Пьяный в стельку Гальс расхохотался и закричал:
– Французы спешат на помощь: «Ура, победа!»
После этого произошла отвратительная сцена. Ленсен приподнялся, пытаясь сохранять равновесие:
– Кто тут говорит о французах? Что можно ожидать от этих баб?
Он обращался к Гальсу. Тот пустился в пляс и теперь схватил Ленсена за руку, пытаясь и его увлечь за собой.
– Лучше бы ты заткнулся, идиот! – рявкнул Ленсен. – Иди засунь голову в снег, вместо того чтобы орать!
Гальс, который был на голову выше Ленсена, продолжал танцевать. Тогда Ленсен ударил Гальса и рявкнул на него, пользуясь крохотным преимуществом в звании:
– Ефрейтор, смирно!
– Да что ты вообразил из себя? И это ты мне затыкаешь рот? – Гальс прекратил плясать и гневно взглянул на Ленсена.
– Смирно! – крикнул тот. – Или ты сейчас пожалеешь!
– Ты забыл про Сайера. – Гальс указал на меня. – Он ведь наполовину француз. Всю жизнь прожил во Франции. И вообще, французы на нашей стороне.
Гальс явно читал те же репортажи, что и я.
– Глупец. С чего ты взял?
– Но это правда, – вмешался еще кто-то. – Я сам читал в «Ост фронт».
Я не знал, на кого и смотреть.
– Приди в себя, идиот! Что с того, что эти сосунки придут нам на подмогу? Какой от них толк? Тот, кто думает иначе, сам не лучше. Да и наши темноволосые с юга только и способны петь под гитару свои любовные песенки.
Ленсен имел в виду вечную вражду между Южной Германией и Пруссией.
– Ленсен, – сказал я, – ты забываешь: моя мать выросла в предместьях Берлина.
– Вот тебе и нужно сделать выбор. Или ты немец, как мы все, или лягушатник.
Я уже собирался сказать, что выбирать мне особенно не из чего, но Ленсен не дал мне продолжить.
– Ведь в Польше, даже в Хемнице тебя просили сделать выбор. Сам помню.
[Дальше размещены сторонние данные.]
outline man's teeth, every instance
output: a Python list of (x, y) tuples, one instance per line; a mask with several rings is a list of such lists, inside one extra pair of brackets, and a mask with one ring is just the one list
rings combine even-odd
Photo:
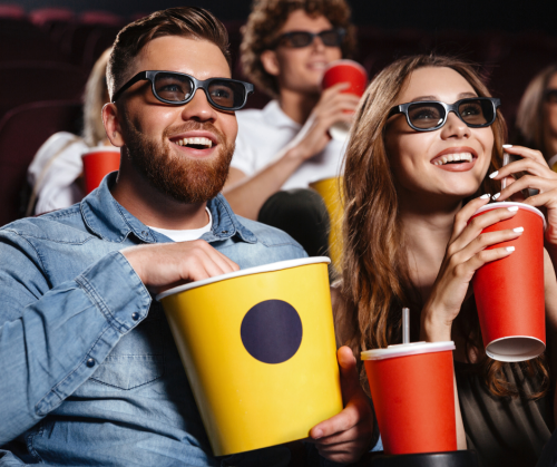
[(195, 146), (213, 147), (213, 142), (209, 138), (205, 138), (205, 137), (176, 139), (173, 143), (177, 144), (178, 146), (193, 146), (193, 145), (195, 145)]
[(444, 164), (448, 164), (450, 162), (459, 162), (459, 160), (472, 162), (471, 153), (447, 154), (447, 156), (439, 157), (433, 164), (434, 165), (444, 165)]

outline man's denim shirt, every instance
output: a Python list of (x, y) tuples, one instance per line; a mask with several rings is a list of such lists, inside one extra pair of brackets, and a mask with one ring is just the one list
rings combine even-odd
[[(212, 456), (163, 309), (119, 253), (170, 240), (116, 202), (114, 179), (0, 230), (1, 466), (231, 463)], [(208, 208), (202, 239), (242, 269), (306, 256), (222, 195)]]

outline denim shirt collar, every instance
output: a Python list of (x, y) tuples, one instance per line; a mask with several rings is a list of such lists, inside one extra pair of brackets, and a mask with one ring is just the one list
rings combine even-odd
[[(156, 243), (154, 232), (119, 204), (108, 188), (116, 182), (117, 173), (106, 176), (100, 186), (81, 202), (81, 215), (87, 226), (102, 240), (121, 243), (130, 233), (146, 243)], [(211, 232), (203, 235), (207, 242), (218, 242), (237, 235), (244, 242), (256, 243), (255, 234), (240, 223), (222, 194), (207, 202), (213, 216)], [(157, 234), (164, 237), (164, 235)], [(166, 239), (166, 237), (164, 237)]]

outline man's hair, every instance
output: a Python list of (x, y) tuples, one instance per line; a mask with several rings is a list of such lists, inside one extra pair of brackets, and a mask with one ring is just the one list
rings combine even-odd
[(240, 48), (242, 69), (271, 97), (277, 97), (278, 84), (276, 77), (265, 71), (261, 53), (274, 47), (278, 30), (295, 10), (304, 10), (311, 17), (323, 16), (334, 28), (345, 29), (343, 58), (350, 58), (355, 49), (355, 27), (350, 22), (350, 7), (344, 0), (254, 0)]
[(224, 25), (211, 12), (197, 7), (176, 7), (155, 11), (127, 25), (118, 32), (107, 67), (110, 98), (126, 80), (131, 78), (128, 76), (131, 62), (140, 50), (153, 39), (164, 36), (208, 40), (221, 49), (228, 66), (232, 67), (228, 33)]

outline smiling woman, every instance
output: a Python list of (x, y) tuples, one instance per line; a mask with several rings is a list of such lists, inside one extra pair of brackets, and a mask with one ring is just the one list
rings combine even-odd
[[(507, 208), (469, 223), (489, 194), (500, 191), (500, 179), (526, 164), (487, 177), (500, 167), (506, 138), (499, 101), (471, 66), (417, 56), (379, 74), (362, 103), (345, 155), (344, 264), (335, 305), (340, 340), (356, 354), (400, 343), (401, 310), (409, 307), (413, 341), (456, 343), (459, 448), (473, 448), (485, 466), (535, 465), (554, 427), (548, 363), (545, 357), (505, 364), (489, 359), (469, 289), (479, 267), (512, 254), (488, 247), (522, 234), (520, 228), (481, 234), (514, 217), (516, 211)], [(540, 156), (516, 152), (528, 158), (531, 174), (549, 176)], [(520, 183), (541, 186), (541, 179)], [(541, 204), (550, 202), (535, 205)], [(550, 339), (557, 295), (549, 261), (545, 272)]]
– Но он и так сделал выбор! – проревел Гальс. – Он же в одной лодке, там же, где ты, я и все мы.
– Ну, тогда нечего и говорить, что он француз.
В храбрости Ленсена сомневаться не приходилось. За уничтожение седьмого танка ему вручили Железный крест.
Меня вдруг охватило чувство бессилия. Мне показалось, что я никогда не достигну того, что удалось совершить Ленсену. Война, как обычно, парализовала меня. Может, в этом виновата мягкая французская кровь, которая течет в моих жилах и которая так не нравится Ленсену. Чем я лучше Линдберга? Он тоже не настоящий немец: родился где-то на юге у озера Констанс. Типичный представитель «темноволосых», из- за которых только что возмущался Ленсен.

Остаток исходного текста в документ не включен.